ケプロンが来日したのは明治四年七月七日(陰暦、以下五年十二月二日までの年月日はこれにならう)である。この時期にはすでに札幌本府の建設も進捗しつつあって、東久世長官は四月二十九日札幌に移転し、また本庁としての開拓使庁も五月には札幌に開庁していた。来日間もないケプロンは八月十三日、素早くアンチセルとワーフィールドに北海道の実検を命じた。この命令書には「今般足下等ヲシテ始テ北海道ヲ観察セシム。足下等彼ノ地ニ到着セハ、宜ク下件ニ注意スヘシ」と書き出して、以下その注意すべき件々について指令している。

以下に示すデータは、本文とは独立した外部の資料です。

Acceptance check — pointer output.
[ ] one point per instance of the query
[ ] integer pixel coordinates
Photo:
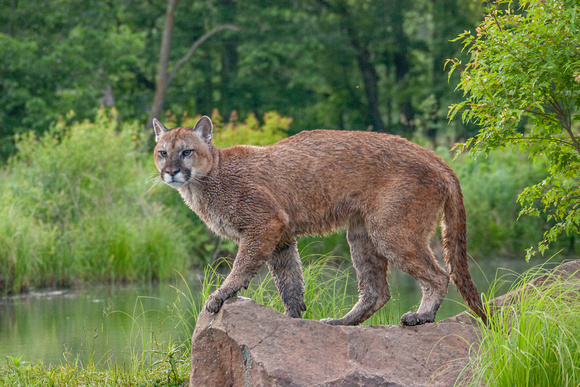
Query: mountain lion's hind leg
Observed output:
(284, 265)
(371, 271)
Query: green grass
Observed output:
(535, 341)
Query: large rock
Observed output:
(247, 344)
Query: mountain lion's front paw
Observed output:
(214, 302)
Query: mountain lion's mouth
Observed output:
(174, 181)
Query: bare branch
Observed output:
(195, 46)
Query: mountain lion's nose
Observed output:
(172, 171)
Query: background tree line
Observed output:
(341, 64)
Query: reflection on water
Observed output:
(94, 323)
(110, 322)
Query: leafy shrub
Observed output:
(77, 208)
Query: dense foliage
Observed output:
(72, 212)
(326, 63)
(522, 87)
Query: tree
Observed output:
(164, 77)
(522, 87)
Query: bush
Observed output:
(76, 207)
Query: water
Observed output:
(113, 322)
(95, 323)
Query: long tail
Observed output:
(454, 233)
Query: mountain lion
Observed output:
(386, 191)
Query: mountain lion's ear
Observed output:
(204, 129)
(158, 128)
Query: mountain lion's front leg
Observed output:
(253, 252)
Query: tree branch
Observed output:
(195, 46)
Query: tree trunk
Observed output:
(228, 90)
(370, 79)
(162, 73)
(402, 69)
(366, 67)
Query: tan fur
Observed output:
(386, 191)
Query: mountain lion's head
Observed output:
(183, 154)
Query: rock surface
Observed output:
(247, 344)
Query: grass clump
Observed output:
(534, 340)
(76, 207)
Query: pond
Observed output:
(116, 322)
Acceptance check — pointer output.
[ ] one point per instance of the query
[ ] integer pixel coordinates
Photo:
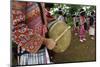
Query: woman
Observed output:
(82, 31)
(28, 32)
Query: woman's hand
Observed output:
(50, 43)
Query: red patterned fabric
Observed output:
(27, 27)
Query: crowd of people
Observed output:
(29, 30)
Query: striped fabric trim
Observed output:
(41, 57)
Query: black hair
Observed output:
(73, 15)
(49, 5)
(81, 10)
(60, 12)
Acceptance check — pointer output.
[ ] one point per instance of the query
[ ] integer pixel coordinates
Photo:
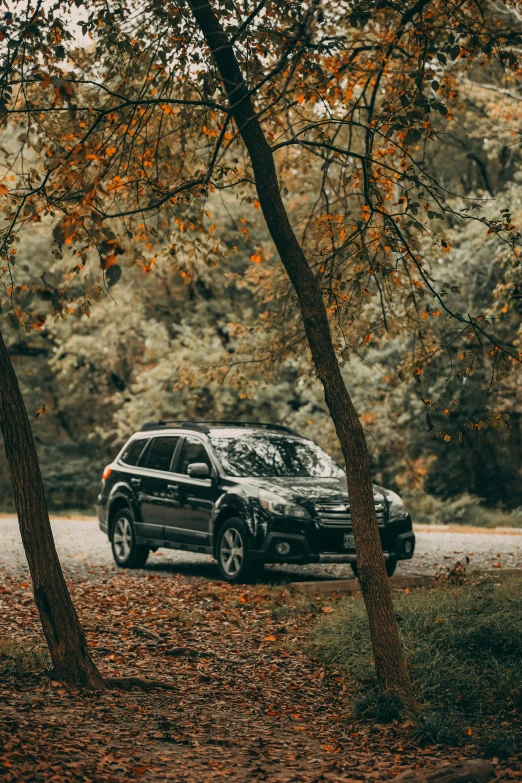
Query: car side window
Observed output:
(192, 450)
(161, 452)
(132, 451)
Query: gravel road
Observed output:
(83, 547)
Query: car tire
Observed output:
(390, 565)
(233, 557)
(126, 552)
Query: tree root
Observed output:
(129, 683)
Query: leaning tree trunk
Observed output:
(61, 626)
(390, 664)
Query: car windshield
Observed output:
(271, 456)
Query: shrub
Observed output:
(464, 649)
(464, 510)
(21, 660)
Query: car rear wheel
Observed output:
(126, 552)
(232, 554)
(391, 565)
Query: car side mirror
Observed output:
(198, 470)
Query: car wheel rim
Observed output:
(231, 552)
(122, 538)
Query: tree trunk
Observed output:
(61, 626)
(390, 664)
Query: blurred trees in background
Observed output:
(203, 324)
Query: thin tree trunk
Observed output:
(61, 626)
(390, 664)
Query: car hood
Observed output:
(311, 489)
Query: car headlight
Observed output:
(397, 507)
(278, 505)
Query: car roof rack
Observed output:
(186, 425)
(245, 424)
(203, 426)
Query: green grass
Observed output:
(20, 660)
(464, 649)
(464, 510)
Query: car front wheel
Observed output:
(233, 557)
(126, 553)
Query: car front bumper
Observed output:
(397, 539)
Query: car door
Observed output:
(190, 521)
(157, 490)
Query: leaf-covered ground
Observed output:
(249, 703)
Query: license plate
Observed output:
(348, 541)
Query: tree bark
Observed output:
(390, 664)
(61, 626)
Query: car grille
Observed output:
(338, 514)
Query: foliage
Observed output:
(190, 314)
(464, 649)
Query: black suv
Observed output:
(247, 494)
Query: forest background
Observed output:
(180, 336)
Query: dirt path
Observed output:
(81, 546)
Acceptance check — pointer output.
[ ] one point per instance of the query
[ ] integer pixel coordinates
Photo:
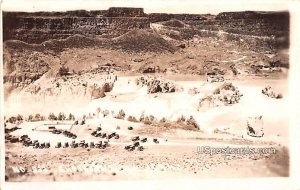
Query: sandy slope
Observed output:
(176, 155)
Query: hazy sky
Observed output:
(170, 6)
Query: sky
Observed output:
(150, 6)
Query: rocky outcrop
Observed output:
(155, 85)
(226, 94)
(268, 91)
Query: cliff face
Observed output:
(41, 26)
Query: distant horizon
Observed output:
(62, 11)
(155, 6)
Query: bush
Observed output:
(121, 114)
(132, 119)
(61, 116)
(163, 120)
(19, 118)
(52, 117)
(71, 117)
(12, 119)
(38, 117)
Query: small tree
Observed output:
(19, 117)
(61, 116)
(71, 117)
(37, 117)
(30, 117)
(52, 117)
(98, 110)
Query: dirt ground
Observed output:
(176, 155)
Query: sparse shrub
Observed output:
(163, 120)
(52, 117)
(121, 114)
(37, 117)
(147, 121)
(71, 117)
(12, 119)
(19, 117)
(142, 117)
(105, 113)
(151, 118)
(61, 116)
(181, 119)
(63, 71)
(132, 119)
(30, 118)
(192, 122)
(279, 96)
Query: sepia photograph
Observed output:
(145, 92)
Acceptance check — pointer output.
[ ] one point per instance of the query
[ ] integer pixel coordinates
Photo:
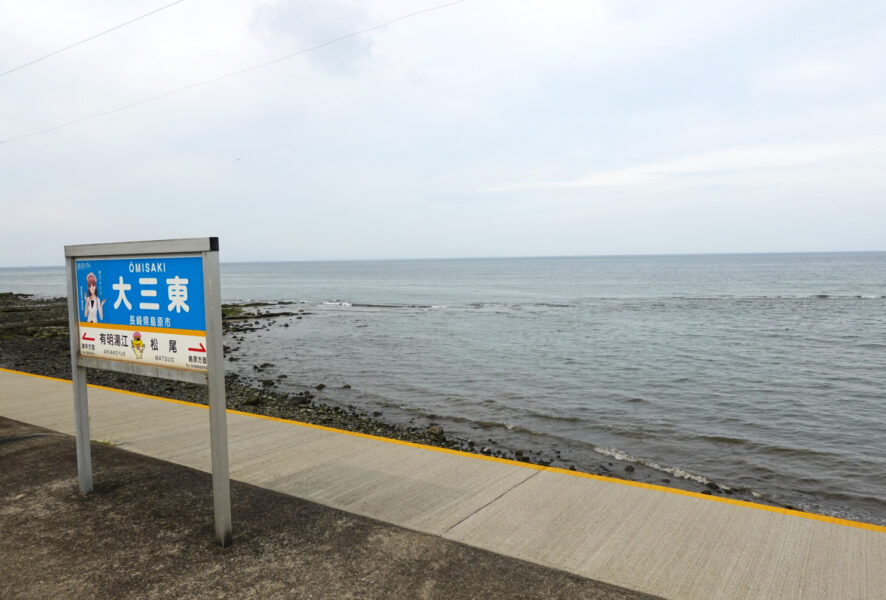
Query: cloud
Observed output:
(751, 158)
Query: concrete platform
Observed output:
(656, 540)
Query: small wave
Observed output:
(673, 471)
(396, 306)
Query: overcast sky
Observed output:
(488, 128)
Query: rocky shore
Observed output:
(34, 339)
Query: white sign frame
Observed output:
(213, 377)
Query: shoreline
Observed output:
(34, 338)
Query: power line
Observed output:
(92, 37)
(231, 74)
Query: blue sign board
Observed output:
(156, 294)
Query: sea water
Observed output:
(761, 372)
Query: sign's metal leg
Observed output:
(81, 402)
(218, 427)
(81, 426)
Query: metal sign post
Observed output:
(153, 309)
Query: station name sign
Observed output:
(145, 310)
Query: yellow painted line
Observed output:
(194, 332)
(637, 484)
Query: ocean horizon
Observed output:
(759, 373)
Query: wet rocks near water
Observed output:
(34, 339)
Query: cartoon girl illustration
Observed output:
(93, 304)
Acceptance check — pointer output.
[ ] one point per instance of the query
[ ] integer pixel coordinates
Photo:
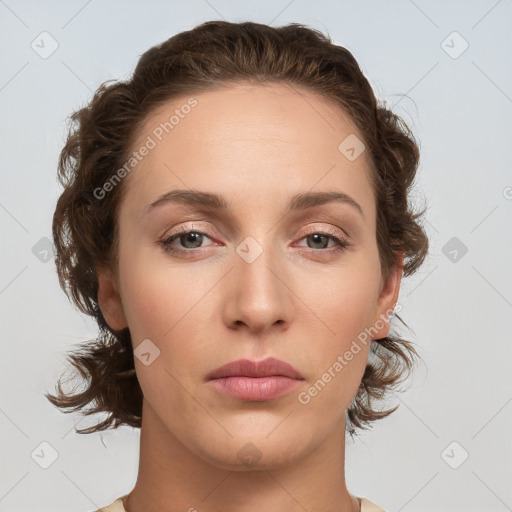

それは第一に、北海道の「鉱山及ヒ市井ノ模様ト、函館ヨリ札幌ニ至ル迄ノ地形ヲ測量」することである。第二に、「開拓使庁及ヒ農学校等建築ノ場所ハ勉メテ思慮ヲ加へ」るべきとし、さらにその「場所」に対して「思慮」を加えるべき事項として、地質・天然・造築すべき水路の検査、土地・天然の産物の採取すべき場所、樹木の大小と寡多、食料の補助となるべき草類等の実検、それに動力として利用すべき流水の分量・強弱の精細な測量を挙げている。第三として、札幌の近傍に関し、有益な港を開くべき海口の存否、そこと札幌の間の地質と鉄道・道路造築の難易を考定し、また空気の疎密・土地の乾湿を綿密に試験し、さらに近傍鉱山の品質と開採費用の巨細な試検を指示しているものであった(開拓使日誌)。
以上の命令内容をみると、ケプロン来日最初のこの事業は、いうならば札幌の本府としての妥当性を諸方面から検証することに主たる目的があったといえる。またこのことから考えると、このケプロンの指令はさらに、本府としての確認を得るため黒田次官の指示によったものとも推測されるのである。